Amelogenesis imperfecta

Gene: SMARCD2

I don't know

Comment on list classification: While there are several cases reported with biallelic SMARCD2 variants and a 'dental' phenotype, the symptoms are very mild and they do not fit into the scope of this panel. Hence, this gene should remain Amber for Amelogenesis imperfecta until more evidence emerges.

Created: 2 Jan 2026, 3:45 p.m. | Last Modified: 2 Jan 2026, 3:45 p.m.

Panel Version: 4.25

PMID:36135322 Ibrahim et al., 2022
Report of a 12-year-old African American girl with 'autosomal recessive congenital neutropenia with specific granulocytes deficiency' - compound heterozygous variants c.1081del, (p.Gln361Argfs*15) and c.217C>T (p.Arg73*) in SMARCD2 - rare in gnomAD v4.1., no homozygotes. Phenotype: severe congenital neutropenia, recurrent infections, bilateral cervical and submandibular lymphadenopathy, gingival hypertrophy, and chronic stomatitis “cauliflower ear” deformity. Seq method: clinical exome sequencing.

PMID: 33279574 van der Loeff et al., 2021
Female patient, consanguineous parents; homozygous variant at SMARCD2 c.1181+1G>A - not in gnomAD v4.1.
Phenotype: presented at 1 month with poor feeding, weight loss, a sublingual ulcer, and delayed cord separation with omphalitis. She also had misaligned teeth and brittle nails. Seq method: WES.

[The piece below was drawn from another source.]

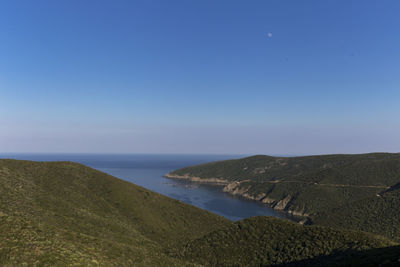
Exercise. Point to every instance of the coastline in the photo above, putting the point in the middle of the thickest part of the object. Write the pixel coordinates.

PMID: 33025377 Yucel et al., 2020
11-year-old female patient with a variety of infections including sepsis, deep tissue abscesses, otitis, pneumonia, gingivitis, and diarrhea since infancy. Homozygous for c.93del, p.Ala32Argfs*80 in SMARCD2 - rare, no homozygotes in gnomAD v4.1. Seq method: 'targeted NGS'.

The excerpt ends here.